To provide real-world evidence regarding the association between the initial relative dose intensity (RDI) of enfortumab vedotin (iRDI-EV) during the first 2 to 3 cycles for locally advanced or metastatic urothelial carcinoma (la/mUC) and patient characteristics, including EV-Ineligible criTeriA (EVITA), tumor response, and survival.

Methods

A multicenter database registered 83 patients with locally advanced or metastatic treated with late-line EV monotherapy between 2021 and 2023. The iRDI-EV was calculated based on the dose modification during the first 2 to 3 cycles. A dose of 1.25 mg/kg on days 1, 8, and 15 of a 28-day cycle was considered the standard full regimen. Patients were categorized into RDI-1 (lowest), RDI-2, RDI-3, and RDI-full (100% RDI) groups.

Results

In total, 68 patients were available for iRDI-EV analysis and response evaluation. The overall median iRDI-EV was 87%, with 14, 13, 13, and 28 patients in the 4 groups exhibiting median iRDI-EV of 62%, 73%, 83%, and 100%, respectively. No clear association between the iRDI-EV and objective response was observed. The disease control rate was significantly higher in the RDI-full group (96%) than in the other groups. The patients in higher RDI groups (RDI-3/RDI-full) had longer progression-free survival than the lower RDI groups (RDI-1/RDI-2), with no difference in overall survival.

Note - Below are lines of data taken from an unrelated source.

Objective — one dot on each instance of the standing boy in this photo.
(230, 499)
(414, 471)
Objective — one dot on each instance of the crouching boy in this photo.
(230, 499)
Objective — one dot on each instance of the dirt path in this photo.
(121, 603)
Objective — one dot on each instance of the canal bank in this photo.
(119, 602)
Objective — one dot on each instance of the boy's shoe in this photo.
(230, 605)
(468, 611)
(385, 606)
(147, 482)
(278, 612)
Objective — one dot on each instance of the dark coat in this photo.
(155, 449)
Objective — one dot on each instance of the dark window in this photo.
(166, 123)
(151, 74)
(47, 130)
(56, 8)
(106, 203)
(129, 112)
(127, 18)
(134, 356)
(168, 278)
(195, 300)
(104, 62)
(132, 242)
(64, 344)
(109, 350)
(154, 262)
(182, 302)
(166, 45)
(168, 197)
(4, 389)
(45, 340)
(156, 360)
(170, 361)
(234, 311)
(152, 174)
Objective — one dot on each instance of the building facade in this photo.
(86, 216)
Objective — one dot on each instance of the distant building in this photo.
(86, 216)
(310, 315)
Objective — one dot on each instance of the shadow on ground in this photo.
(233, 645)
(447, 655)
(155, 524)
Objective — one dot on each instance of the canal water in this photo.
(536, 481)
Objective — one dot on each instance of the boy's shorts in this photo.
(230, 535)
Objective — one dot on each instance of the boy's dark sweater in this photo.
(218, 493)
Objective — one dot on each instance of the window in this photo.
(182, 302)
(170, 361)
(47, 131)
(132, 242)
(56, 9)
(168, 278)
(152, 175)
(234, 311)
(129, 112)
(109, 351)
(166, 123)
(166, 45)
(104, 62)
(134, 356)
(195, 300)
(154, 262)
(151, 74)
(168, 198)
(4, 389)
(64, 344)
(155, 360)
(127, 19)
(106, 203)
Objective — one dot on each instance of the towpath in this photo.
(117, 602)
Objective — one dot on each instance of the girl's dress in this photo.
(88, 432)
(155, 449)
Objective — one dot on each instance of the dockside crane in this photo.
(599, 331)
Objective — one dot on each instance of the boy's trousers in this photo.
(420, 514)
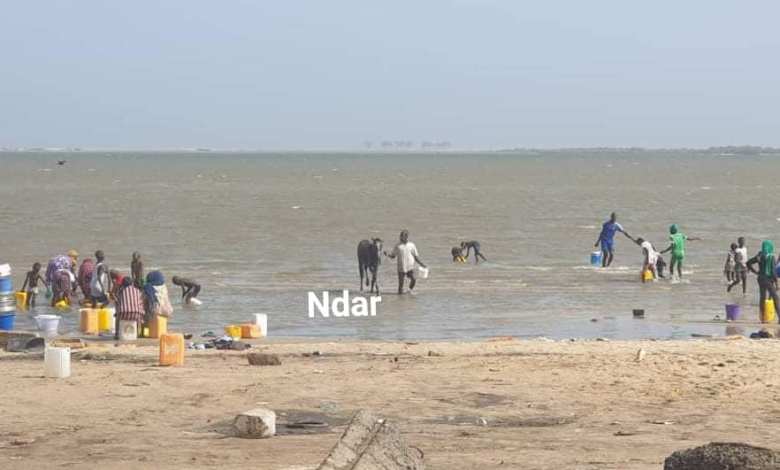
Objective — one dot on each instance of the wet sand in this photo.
(495, 404)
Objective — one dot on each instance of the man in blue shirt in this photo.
(607, 239)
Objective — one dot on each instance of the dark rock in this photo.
(724, 456)
(260, 359)
(370, 443)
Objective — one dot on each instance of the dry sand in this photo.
(488, 405)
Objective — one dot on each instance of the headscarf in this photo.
(768, 257)
(154, 278)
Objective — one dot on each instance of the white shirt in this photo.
(652, 255)
(405, 254)
(741, 255)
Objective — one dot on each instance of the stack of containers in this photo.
(7, 299)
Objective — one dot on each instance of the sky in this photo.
(336, 74)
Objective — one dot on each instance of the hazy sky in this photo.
(333, 74)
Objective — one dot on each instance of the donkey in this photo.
(369, 259)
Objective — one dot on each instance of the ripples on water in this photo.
(260, 231)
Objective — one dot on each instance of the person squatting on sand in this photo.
(767, 274)
(475, 245)
(31, 285)
(407, 255)
(129, 305)
(189, 289)
(156, 299)
(607, 239)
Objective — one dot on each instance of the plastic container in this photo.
(172, 349)
(128, 330)
(21, 299)
(106, 320)
(249, 331)
(732, 312)
(768, 314)
(89, 321)
(48, 324)
(7, 304)
(261, 320)
(7, 321)
(158, 327)
(56, 362)
(234, 331)
(6, 285)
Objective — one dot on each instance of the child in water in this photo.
(468, 247)
(31, 284)
(457, 255)
(740, 266)
(189, 289)
(730, 268)
(677, 247)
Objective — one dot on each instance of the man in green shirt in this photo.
(677, 247)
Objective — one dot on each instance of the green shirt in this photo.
(678, 245)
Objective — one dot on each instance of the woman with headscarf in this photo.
(60, 275)
(156, 299)
(129, 304)
(766, 272)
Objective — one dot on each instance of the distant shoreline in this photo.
(746, 150)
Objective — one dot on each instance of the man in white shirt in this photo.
(407, 255)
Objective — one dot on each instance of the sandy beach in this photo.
(502, 403)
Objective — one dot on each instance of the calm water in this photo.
(259, 231)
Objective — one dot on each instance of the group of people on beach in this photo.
(136, 297)
(764, 264)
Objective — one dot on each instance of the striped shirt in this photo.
(130, 304)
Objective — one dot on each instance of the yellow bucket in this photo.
(105, 320)
(768, 314)
(233, 331)
(21, 300)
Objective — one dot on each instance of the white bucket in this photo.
(128, 330)
(48, 324)
(261, 320)
(56, 362)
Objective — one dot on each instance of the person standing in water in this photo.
(677, 247)
(100, 284)
(767, 274)
(407, 255)
(607, 239)
(31, 284)
(189, 289)
(477, 254)
(649, 258)
(137, 270)
(740, 266)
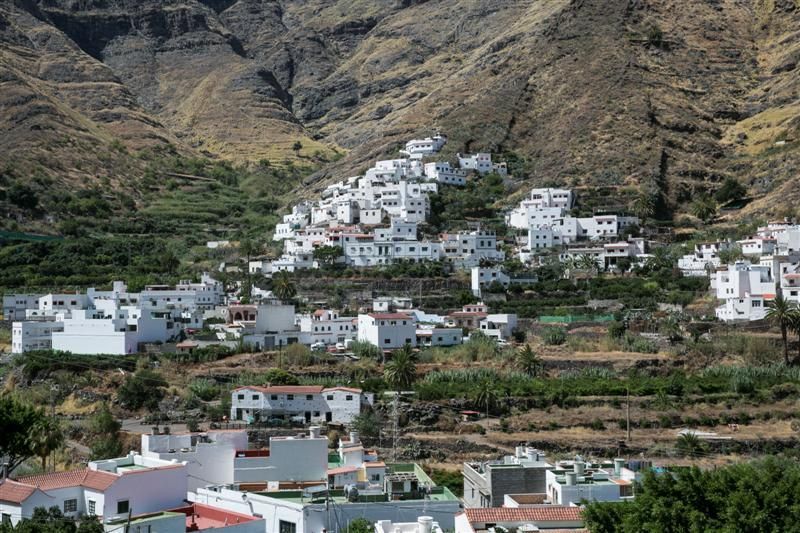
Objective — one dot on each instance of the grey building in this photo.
(486, 484)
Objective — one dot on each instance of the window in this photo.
(286, 527)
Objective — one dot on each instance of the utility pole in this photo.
(53, 388)
(394, 427)
(628, 415)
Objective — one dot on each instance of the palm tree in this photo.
(529, 361)
(780, 312)
(401, 371)
(283, 286)
(704, 208)
(643, 206)
(486, 395)
(47, 437)
(689, 444)
(794, 325)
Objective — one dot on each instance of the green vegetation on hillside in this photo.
(758, 496)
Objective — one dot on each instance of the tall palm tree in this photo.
(486, 395)
(794, 325)
(47, 437)
(704, 208)
(780, 312)
(643, 206)
(401, 371)
(529, 361)
(283, 286)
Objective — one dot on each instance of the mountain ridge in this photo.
(662, 96)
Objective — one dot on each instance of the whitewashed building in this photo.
(745, 290)
(208, 455)
(387, 331)
(314, 403)
(327, 327)
(704, 260)
(109, 488)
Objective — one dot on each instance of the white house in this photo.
(704, 260)
(417, 148)
(34, 335)
(387, 331)
(327, 327)
(424, 524)
(208, 455)
(572, 482)
(104, 489)
(443, 173)
(438, 336)
(314, 403)
(499, 326)
(297, 459)
(406, 493)
(745, 290)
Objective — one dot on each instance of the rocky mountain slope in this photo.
(661, 94)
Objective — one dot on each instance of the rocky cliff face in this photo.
(661, 94)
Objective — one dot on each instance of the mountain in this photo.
(663, 95)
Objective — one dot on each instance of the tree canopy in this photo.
(21, 428)
(758, 496)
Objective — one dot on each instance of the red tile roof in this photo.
(345, 389)
(285, 389)
(92, 479)
(342, 470)
(15, 492)
(555, 513)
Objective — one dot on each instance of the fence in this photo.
(570, 319)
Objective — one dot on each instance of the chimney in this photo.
(425, 524)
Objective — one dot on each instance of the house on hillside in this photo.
(108, 488)
(313, 402)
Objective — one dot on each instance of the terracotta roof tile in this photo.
(15, 492)
(92, 479)
(285, 389)
(555, 513)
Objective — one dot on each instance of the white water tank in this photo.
(425, 524)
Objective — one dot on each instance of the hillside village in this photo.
(282, 451)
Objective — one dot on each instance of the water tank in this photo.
(425, 524)
(619, 464)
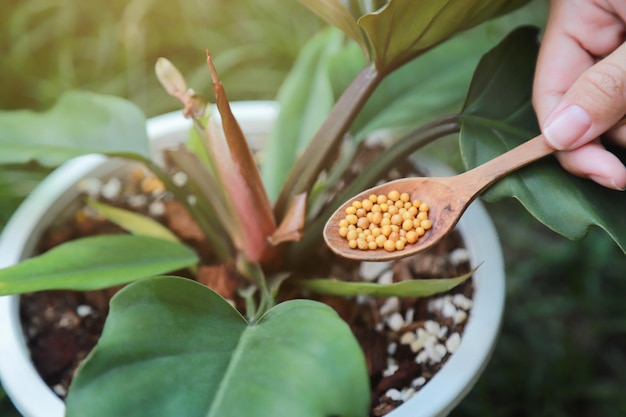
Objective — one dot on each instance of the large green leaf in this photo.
(411, 288)
(306, 98)
(81, 122)
(96, 262)
(172, 347)
(498, 116)
(338, 14)
(404, 29)
(424, 88)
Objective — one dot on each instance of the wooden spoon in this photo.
(448, 197)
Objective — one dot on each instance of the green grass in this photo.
(49, 47)
(562, 351)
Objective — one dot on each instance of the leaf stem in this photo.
(320, 151)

A multiple linear regression analysis revealed higher iRDI-EV was a strong contributor to better response and longer survival. Of the 83 patients, 4 met ≥2 EVITA, exhibiting a higher risk of progression, whereas 79 had EVITA ≤1.

Conclusions

Oncologists must continue to learn from real-world data on late-line EV monotherapy for combination therapy.